Append to an existing conversation with speaker separation

Because conversations don’t always end on schedule and may resume later, our Async API enables you to append a new file to an existing conversation. You can read more about this capability in Process Audio > Append an audio file and Process Video > Append a video file.

To enable Speaker Separation with the append capability, the request structure is the same as shown previous links for creating a new Conversation. You need to pass enableSpeakerDiarization=true and diarizationSpeakerCount=<NUMBER_OF_UNIQUE_SPEAKERS> as query-parameters.

However, there is one caveat about how Automatic Speech Recognition works with Speaker Separation and appended files. Consider the following example.

Example scenario

You send a recorded conversation to the Async API with 2 speakers John and Alice with enableSpeakerDiarization=true. The diarization identifies them as Speaker 1 and Speaker 2 respectively. You then update the speakers with their email values as [email protected] and [email protected].

Then you append the call with another conversation including 2 speakers John and May using enableSpeakerDiarization=true. The diarization identifies them as Speaker 1 and Speaker 2 respectively. As previously mentioned, these numbers are arbitrary and have nothing to do with the order in which the speakers spoke in the conversation.

After this job is complete, you have 4 members in this conversation:

  1. John

  2. Alice

  3. Speaker 1 (Which is John again)

  4. Speaker 2 (Which is May)

Since John and Speaker 1 refer to the same speaker but are labeled as different speakers, their member references would be different for all messages and insights that they are a part of.

Merging speakers

This is where the email identifier comes in. You can use the Update members operation to identify and merge a member with the same email parameter.
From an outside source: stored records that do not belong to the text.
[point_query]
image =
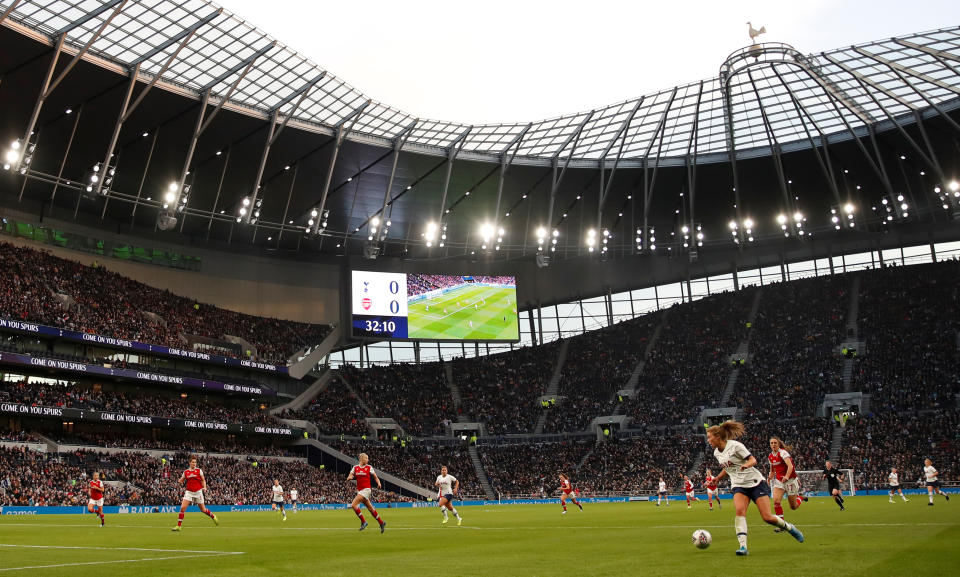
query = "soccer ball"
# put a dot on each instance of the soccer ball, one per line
(702, 539)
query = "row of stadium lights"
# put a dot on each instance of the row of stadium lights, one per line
(20, 157)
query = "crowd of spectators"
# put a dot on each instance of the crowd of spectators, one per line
(418, 463)
(134, 402)
(873, 443)
(689, 366)
(910, 317)
(107, 303)
(34, 478)
(794, 348)
(598, 364)
(417, 397)
(501, 390)
(532, 469)
(334, 411)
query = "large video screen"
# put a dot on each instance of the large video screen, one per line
(434, 307)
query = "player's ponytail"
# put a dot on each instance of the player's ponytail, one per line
(782, 445)
(727, 430)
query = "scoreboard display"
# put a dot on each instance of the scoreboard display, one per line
(434, 307)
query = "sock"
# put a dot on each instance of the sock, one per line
(740, 524)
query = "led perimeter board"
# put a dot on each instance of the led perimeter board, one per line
(428, 307)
This replaces any duplicate references with a single reference across the entire conversation, applying to all the references in the members, messages and insights.

If you use the Update members operation with the following request where 74001a1d-4e9e-456a-84ed-81bbd363333a is the id of Speaker 1 from the previous scenario, this eliminates the extra member and updates all the references with member represented by 2f69f1c8-bf0a-48ef-b47f-95ae5a4de325 which we know as John Doe.

$ curl --location --request PUT "https://api.symbl.ai/v1/conversations/$CONVERSATION_ID/members/74001a1d-4e9e-456a-84ed-81bbd363333a"
       --header 'Content-Type: application/json'
       --header "Authorization: Bearer $AUTH_TOKEN"
       --data-raw '{
            "id": "74001a1d-4e9e-456a-84ed-81bbd363333a",
            "email": "[email protected]",
            "name": "John Doe"
        }'
const authToken = AUTH_TOKEN;
const conversationId = 'your_conversation_id'  // Generated using Submit text end point
const memberId = '74001a1d-4e9e-456a-84ed-81bbd363333a'  // MemberId of members fetched using fetchMember API
const url = `https://api.symbl.ai/v1/conversations/${conversationId}/members/${memberId}`;

payload = {
    'id': "74001a1d-4e9e-456a-84ed-81bbd363333a",  // Should be a valid UUID e.g. f170371e-d9db-4d55-9d49-a111a89cf078
    'email': "[email protected]",  // Should be a valid emailId e.g. [email protected]
    'name': "John Doe"  // Should be a valid string e.g. John
}

const responses = {
  400: 'Bad Request! Please refer docs for correct input fields.',
  401: 'Unauthorized. Please generate a new access token.',
  404: 'The conversation and/or it\'s metadata you asked could not be found, please check the input provided',
  429: 'Maximum number of concurrent jobs reached. Please wait for some requests to complete.',
  500: 'Something went wrong! Please contact [email protected]'
}

const fetchData = {
  method: "PUT",
  headers: {
    'Authorization': `Bearer ${authToken}`,
    'Content-Type': 'application/json',
  },
  body: JSON.stringify(payload),
}

fetch(url, fetchData).then(response => {
  if (response.ok) {
    return response.json();
  } else {
    throw new Error(responses[response.status]);
  }
}).then(response => {
  console.log('response', response);
}).catch(error => {
  console.error(error);
});
import json
import requests

baseUrl = "https://api.symbl.ai/v1/conversations/{conversationId}/members/{memberId}"
conversationId = 'your_conversation_id'  # Generated using Submit text end point
memberId = '74001a1d-4e9e-456a-84ed-81bbd363333a'  # MemberId of members fetched using fetchMember API

url = baseUrl.format(conversationId=conversationId, memberId=memberId)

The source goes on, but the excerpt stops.